Sławomir Gowin zwrócił również uwagę, że lwowianie są społeczeństwem przekornym, które – jego zdaniem - lubi posłużyć się uporem, śmiechem w sytuacjach smutnych, dramatycznych. "Stąd w ludziach silne jest to przekonanie, że jednak będziemy żyli po swojemu, na własnych warunkach" – podkreślił artysta.

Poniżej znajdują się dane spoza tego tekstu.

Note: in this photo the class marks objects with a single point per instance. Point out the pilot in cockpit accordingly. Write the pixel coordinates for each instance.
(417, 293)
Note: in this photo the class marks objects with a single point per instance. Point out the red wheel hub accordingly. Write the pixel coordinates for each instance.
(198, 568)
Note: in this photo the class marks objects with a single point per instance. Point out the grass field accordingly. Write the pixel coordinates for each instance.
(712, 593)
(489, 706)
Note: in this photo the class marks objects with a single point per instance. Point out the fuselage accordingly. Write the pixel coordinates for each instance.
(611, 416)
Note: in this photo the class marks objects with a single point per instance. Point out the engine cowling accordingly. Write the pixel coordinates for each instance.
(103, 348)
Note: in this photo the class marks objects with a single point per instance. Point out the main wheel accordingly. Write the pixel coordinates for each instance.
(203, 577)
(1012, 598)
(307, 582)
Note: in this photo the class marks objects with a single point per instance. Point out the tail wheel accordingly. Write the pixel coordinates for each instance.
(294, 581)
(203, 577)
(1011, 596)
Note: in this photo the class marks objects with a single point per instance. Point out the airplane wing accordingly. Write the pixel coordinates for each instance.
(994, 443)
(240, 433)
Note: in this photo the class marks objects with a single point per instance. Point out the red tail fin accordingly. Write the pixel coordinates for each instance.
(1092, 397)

"Ta wojna nie toczy się wyłącznie o ziemie pod Donbasem. Ona się toczy o duże i małe wartości - jest tak samo przeciwko czołgom, jak i przeciwko kabaretom. To też jest walka o kulturę narodu ukraińskiego. Może brzmi to absurdalnie, ale zawsze gdy Rosjanie szli do Lwowa to po to, żeby walczyć z wrogim systemem, czyli lwowską swobodą. Dzisiaj jest tak samo. Dlatego tym bardziej nie schowamy się do mysiej dziury, tylko będziemy robić swoje" – podkreślił Gowin.
W repertuarze kabaretu są utwory z poprzednich programów rozrywkowych, ale też napisane już w trakcie wojny po 24 lutego ub. r. Zapytany o nawiązania do obecnej sytuacji w twórczości zaznaczył, że grupa nie komentuje wprost polityki. "Odnosimy się do bieżącej sytuacji, ale w sposób bardziej refleksyjny i nastrojowy. W kilku utworach satyrycznych pojawia się Putin. Na naszym ostatnim występie we Lwowie panowała znakomita atmosfera. Było trochę łez, trochę śmiechu" – opisał.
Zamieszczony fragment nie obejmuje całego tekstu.